To top off this whole scenario, as Duncan prepares to go for his fifth championship against the Miami Heat, he is now divorcing his wife, Amy. So this has many in Orlando and elsewhere wondering what if he had signed with Orlando against her wishes in 2000?
Would the Spurs have ended up in the lottery? Would they have possibly drafted Howard? Would Dwight have teamed up with Tony Parker and Manu Ginobli to win multiple rings? It’s doubtful with Parker and Ginobli the Spurs would have gotten bad enough to win the top pick in the draft, so probably not.
Would Duncan and McGrady teamed up even with Hill on the sidelines to win a ring or two? That is a possibility. For a while there T-Mac was right up there in the MVP conversation. How good might he have been with Duncan’s help?
So where would Howard have ended up? Perhaps with the Clippers? The Clippers were sure at the top of the daft an awful lot back then. Might he and Paul be on the same team with the Clippers right now? How good would they be now if that had happened? And how about the Boston Celtics? Doc Rivers was the coach of the Magic and was part of the management team fired (along with GM John Gabriel) for the team’s subsequent downward trend. Rivers wound up as coach of the Celtics where he took them (with the help of his new GM Danny Ainge landing Ray Allen and Kevin Garnett) to two trips to the NBA Finals including one win in 2010.

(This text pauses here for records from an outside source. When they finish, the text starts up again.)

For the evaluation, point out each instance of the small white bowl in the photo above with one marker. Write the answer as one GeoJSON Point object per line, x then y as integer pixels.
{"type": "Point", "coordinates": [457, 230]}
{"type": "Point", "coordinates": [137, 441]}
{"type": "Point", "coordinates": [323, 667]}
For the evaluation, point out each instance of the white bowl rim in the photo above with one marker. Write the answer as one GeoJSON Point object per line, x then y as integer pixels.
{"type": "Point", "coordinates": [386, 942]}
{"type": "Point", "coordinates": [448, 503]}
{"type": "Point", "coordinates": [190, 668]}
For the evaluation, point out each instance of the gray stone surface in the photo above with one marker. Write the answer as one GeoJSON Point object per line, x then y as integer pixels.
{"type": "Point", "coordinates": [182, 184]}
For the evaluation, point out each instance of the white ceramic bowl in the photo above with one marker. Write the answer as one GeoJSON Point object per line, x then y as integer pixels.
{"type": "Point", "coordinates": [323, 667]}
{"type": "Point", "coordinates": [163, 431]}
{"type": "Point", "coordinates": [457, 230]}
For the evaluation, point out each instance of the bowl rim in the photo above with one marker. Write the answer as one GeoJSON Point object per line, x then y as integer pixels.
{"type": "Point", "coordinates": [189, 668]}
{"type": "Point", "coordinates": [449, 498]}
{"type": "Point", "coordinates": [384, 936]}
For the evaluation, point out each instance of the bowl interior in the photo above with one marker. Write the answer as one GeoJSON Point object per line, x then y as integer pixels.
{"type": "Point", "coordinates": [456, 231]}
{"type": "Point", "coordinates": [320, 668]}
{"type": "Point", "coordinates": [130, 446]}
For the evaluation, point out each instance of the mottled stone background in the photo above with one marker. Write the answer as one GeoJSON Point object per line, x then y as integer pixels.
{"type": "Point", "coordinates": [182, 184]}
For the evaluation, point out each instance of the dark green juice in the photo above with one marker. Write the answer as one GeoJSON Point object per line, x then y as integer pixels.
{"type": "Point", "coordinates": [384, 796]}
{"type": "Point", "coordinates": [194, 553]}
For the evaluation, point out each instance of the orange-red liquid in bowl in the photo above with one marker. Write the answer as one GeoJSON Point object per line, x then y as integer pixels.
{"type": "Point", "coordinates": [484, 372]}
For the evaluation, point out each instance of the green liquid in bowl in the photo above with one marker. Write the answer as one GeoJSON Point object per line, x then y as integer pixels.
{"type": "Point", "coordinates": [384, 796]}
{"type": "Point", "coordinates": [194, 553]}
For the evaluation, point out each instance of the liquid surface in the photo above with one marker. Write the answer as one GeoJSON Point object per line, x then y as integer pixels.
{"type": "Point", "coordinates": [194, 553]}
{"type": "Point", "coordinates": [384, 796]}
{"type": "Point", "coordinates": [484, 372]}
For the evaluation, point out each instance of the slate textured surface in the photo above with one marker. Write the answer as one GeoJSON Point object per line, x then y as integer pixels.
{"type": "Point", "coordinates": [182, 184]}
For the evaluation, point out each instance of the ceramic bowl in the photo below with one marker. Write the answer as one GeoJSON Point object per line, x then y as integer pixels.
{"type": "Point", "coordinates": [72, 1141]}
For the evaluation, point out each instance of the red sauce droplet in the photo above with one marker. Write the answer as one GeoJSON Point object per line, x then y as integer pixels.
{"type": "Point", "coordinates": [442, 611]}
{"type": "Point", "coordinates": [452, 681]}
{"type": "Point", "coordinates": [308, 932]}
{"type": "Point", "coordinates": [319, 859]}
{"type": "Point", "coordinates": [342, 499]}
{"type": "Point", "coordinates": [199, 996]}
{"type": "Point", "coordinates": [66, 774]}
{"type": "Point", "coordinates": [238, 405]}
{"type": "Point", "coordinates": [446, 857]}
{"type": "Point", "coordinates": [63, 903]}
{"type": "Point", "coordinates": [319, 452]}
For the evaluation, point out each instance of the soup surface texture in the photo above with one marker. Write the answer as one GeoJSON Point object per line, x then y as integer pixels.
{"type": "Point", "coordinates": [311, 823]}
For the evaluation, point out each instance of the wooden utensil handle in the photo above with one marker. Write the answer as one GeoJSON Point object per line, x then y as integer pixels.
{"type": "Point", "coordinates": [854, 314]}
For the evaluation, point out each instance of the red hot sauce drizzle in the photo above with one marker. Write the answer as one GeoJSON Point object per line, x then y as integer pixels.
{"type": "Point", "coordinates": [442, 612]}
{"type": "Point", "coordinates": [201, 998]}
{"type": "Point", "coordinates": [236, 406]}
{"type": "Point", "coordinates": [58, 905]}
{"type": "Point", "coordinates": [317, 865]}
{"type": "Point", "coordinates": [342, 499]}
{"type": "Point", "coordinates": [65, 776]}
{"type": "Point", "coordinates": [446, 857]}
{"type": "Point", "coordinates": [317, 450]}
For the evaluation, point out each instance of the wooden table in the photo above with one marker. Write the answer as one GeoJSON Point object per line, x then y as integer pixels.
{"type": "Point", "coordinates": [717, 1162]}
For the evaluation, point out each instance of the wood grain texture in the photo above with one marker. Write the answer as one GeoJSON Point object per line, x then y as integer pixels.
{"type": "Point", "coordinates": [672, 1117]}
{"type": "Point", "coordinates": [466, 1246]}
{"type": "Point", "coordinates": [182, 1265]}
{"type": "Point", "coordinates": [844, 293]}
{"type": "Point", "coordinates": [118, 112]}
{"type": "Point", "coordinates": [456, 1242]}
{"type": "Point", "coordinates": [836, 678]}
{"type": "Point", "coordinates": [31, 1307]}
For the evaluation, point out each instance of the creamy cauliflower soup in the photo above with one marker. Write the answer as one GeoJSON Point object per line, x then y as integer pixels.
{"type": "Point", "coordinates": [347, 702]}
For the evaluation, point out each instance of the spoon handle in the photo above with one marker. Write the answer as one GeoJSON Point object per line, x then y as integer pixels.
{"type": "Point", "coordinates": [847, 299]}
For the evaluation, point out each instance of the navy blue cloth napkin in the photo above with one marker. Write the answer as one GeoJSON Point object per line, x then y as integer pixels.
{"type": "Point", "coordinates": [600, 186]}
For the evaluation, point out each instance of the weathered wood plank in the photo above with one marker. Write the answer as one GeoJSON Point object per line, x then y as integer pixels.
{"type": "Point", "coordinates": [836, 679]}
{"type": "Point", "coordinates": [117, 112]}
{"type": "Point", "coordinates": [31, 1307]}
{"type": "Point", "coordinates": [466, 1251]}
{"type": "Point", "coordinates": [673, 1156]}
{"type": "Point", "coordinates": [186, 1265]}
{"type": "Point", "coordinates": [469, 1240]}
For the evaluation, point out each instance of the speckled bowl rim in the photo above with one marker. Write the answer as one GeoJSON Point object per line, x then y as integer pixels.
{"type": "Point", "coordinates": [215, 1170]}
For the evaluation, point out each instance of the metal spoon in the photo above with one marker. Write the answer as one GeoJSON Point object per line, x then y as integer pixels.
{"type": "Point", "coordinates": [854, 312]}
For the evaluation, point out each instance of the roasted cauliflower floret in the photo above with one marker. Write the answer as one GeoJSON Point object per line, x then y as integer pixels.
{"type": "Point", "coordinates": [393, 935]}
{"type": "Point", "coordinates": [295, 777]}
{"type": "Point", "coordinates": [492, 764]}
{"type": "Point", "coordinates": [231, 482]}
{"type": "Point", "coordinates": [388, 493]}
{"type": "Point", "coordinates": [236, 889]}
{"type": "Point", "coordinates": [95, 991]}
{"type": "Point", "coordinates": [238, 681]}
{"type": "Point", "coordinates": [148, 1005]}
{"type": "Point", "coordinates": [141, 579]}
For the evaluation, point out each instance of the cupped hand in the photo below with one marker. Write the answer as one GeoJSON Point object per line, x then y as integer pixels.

Just to bring this whole thing full circle, while the Spurs are back in the Finals and the Magic is back at the top of the draft with the number two pick, Hill retired this week as a member of the Clippers, and McGrady is now on the bench of the Spurs where he might end up with a championship ring before he calls it quits. Duncan will retire a Spur, but without the woman who made that happen.